Overview

The purpose of this project was to analyze past data and utilize machine learning to predict the salaries of Major League Baseball players fo a give year. With data very accessible and professional sports analyzing and critiquing ever statistic to get the most out of the athletes, a new space has opened the doors to making smart financial decisions through the use of data and technology. In 2004, we saw the birth of "Moneyball" or sabermetrics a strategy created by general manager Billy Beane and the front office of the Oakland Athletics. This was a data-focused method of finding players that would be able to perform above their monetary value. This strategy is still used today and has been of great value, especially to small market teams. However, this is only the beggining and the next step would be to merge data science/machine learning with the sports world; and it has already begun.

The use of analytics is not only beneficial on the field but has been increasingly prevelant in the recent years. As salaries continue to increase (see figure below) due to salary caps and cost of living adjustments, many teams will want to seek out players as Billy Beane did in 2004, evaluting their value on the field compared with the financial impact of the club.

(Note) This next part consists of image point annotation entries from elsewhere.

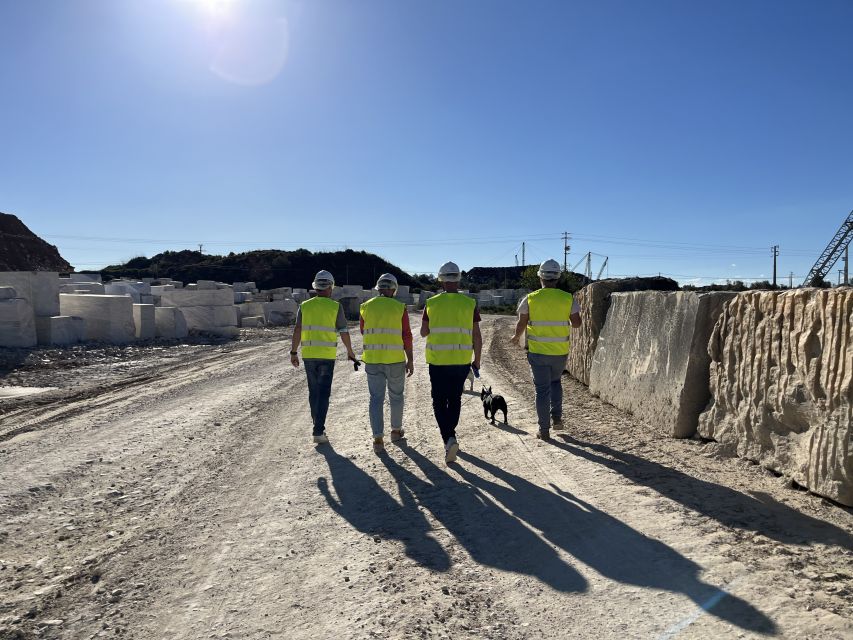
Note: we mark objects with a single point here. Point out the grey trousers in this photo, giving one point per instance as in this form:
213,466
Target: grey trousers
547,378
380,376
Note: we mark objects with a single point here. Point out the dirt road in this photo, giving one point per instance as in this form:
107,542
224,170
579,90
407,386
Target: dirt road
190,503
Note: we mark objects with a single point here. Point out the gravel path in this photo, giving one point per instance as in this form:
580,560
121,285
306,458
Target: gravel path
178,496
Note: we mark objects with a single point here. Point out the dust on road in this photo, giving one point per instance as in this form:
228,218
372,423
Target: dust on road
183,499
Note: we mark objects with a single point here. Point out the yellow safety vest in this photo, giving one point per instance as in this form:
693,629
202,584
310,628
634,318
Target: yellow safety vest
383,331
319,337
451,329
548,328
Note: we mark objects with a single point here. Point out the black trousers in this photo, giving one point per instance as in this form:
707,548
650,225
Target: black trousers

The Sean Lahman Baseball database was used in this project. His Baseball Archive web site was one of the earliest sources for baseball information on the Internet, and he headed the first significant effort to make a database of baseball statistics freely available to the general public. Lahman also contributed to pioneering efforts at websites like Baseball-Reference.com. Python libraries such as Pandas, Numpy, sklearn and, Tensorflow were used in the data processing of this project. After I trained two models with a large set of data of a variety of players, I trained a model that would be more specific to predicting one certain player's salary. That player is Ronald Acuña Jr. and currently he is one of the brightest yound stars in the Major League. After his first two seasons, his statistics rival those of the 430 million dollar man, Mike Trout.